Yayoi Kusama – Eine Retrospektive

Kusama Installation im Foyer des Gropius Baus

Gleich zu Beginn eine Aufforderung an Berlinerinnen und Berliner: Wer noch die Zeit findet und auch noch einen der raren Besuchslots ergattern kann, besucht diese Ausstellung im Martin-Gropius Bau. Ich habe lange nichts mehr so Gewaltiges sehen und besuchen dürfen. Es ist ein Rausch für alle fünf Sinne und daher fotografisch wirklich nur schwer zu erfassen. Trotzdem gibt es natürlich Bilder, eine harte Auswahl der über 200 geschossenen Fotos, aber vieles wirkt eben nur wenn man direkt davor, oder noch besser, mittendrin steht.

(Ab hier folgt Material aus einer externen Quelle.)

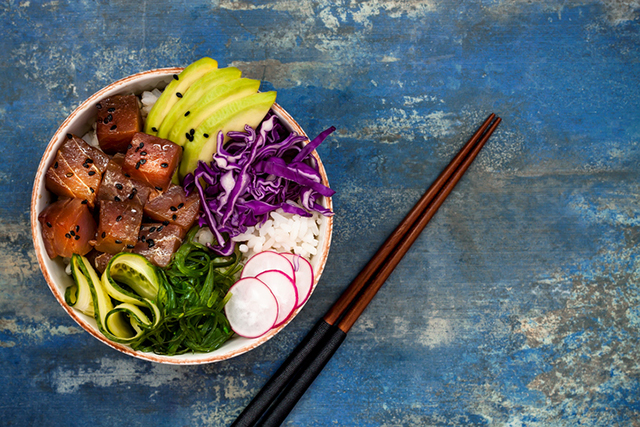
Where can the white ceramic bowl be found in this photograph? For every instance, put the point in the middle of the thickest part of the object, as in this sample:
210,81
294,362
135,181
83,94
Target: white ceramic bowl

Yayoi Kusama macht Kunst, länger als ich auf der Welt bin. Bereits Anfang der 50er Jahre ist sie auf internationalen Kunstausstellungen präsent. Egal ob Bilder, Skulpturen, Happenings oder Installationen. Ich möchte gern mal in den Kopf schauen, um zu sehen, wo diese ganzen Ideen herkommen. Laut ihrer Vita ist sie auch eine Getriebene, die viele ihrer Ängste in Kunst umsetzt.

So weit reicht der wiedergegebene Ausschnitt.